Gleichzeitig ist uns bewusst, dass auch Lehrkräfte im Umgang mit Mobbing stark gefordert sind. Für die eigene seelische Gesundheit stehen ihnen zudem psychosoziale Beratungsdienste im Landesdienst sowie kollegiale Unterstützungsstrukturen zur Verfügung.
TK: Gibt es im Land etablierte Verfahren zur interdisziplinären Gefährdungseinschätzung - beispielsweise unter Mitwirkung von Polizei, Innenministerium und dem Pädagogischen Landesinstitut - falls Schülerinnen oder Schüler durch auffälliges Verhalten Anlass zur Sorge geben?
Teuber: Ja, solche Verfahren existieren bereits, wenn Schulen auffälliges Verhalten feststellen, steht ihnen ein geregelter Handlungsrahmen zur Verfügung.
Über die Schulaufsicht, das Landespsychologische Beratungszentrum und gegebenenfalls die Polizei können interdisziplinäre Einschätzungen erfolgen. Mit dem Ziel, frühzeitig zu intervenieren und gleichzeitig den Schutz der Betroffenen und der Schulgemeinschaft zu gewährleisten.

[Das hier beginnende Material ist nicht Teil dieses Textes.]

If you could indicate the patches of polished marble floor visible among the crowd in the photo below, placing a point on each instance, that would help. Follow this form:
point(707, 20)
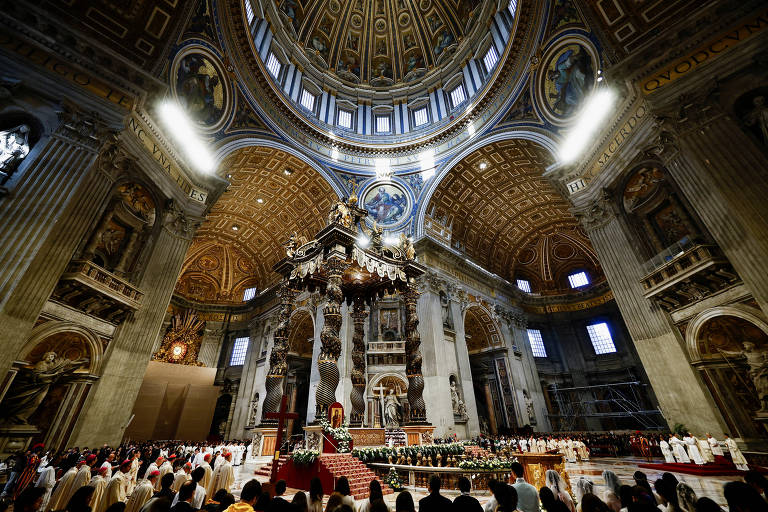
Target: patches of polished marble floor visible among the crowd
point(624, 467)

Prävention und Gefahrenabwehr müssen Hand in Hand gehen, über Zuständigkeitsgrenzen hinweg.
Wir setzen dabei auf das Prinzip "Hinschauen statt Wegsehen" mit klaren Meldewegen, rechtssicheren Verfahren und fachlicher Unterstützung. Prävention und Gefahrenabwehr müssen hier Hand in Hand gehen und dabei über Zuständigkeitsgrenzen hinweg. Mein Dank der gesamten Bildungsfamilie, dass das so gelebt wird. Wir haben selbst erst jüngst im Rahmen einer gezielten, schändlichen, strafbaren Bombendrohungskette an jeder 10. weiterführenden Schule im Land erlebt, wie wachsam und gut eingespielt unsere Schulgemeinschaften sind. Schule ist ein Lebensraum und auch Schutzraum zugleich. Dies gilt es immer wieder in Einklang mit der Freiheit für Entwicklung zu bringen.
Zur Person
Bildungsminister Sven Teuber wurde am 30. Oktober 1982 in Nordhorn geboren. Nach seinem Abitur im Jahr 2003 studierte er Germanistik und Politikwissenschaft für das Lehramt an Gymnasien an der Universität Trier. Nach dem zweiten Staatsexamen war er von 2014 bis 2016 als Studienrat am Siebenpfeiffer-Gymnasium Kusel tätig. Seit 2016 ist Teuber Mitglied des rheinland-pfälzischen Landtags und war dort bildungspolitischer Sprecher der SPD-Fraktion, bevor er im Mai 2025 das Amt des Bildungsministers des Landes Rheinland-Pfalz übernahm.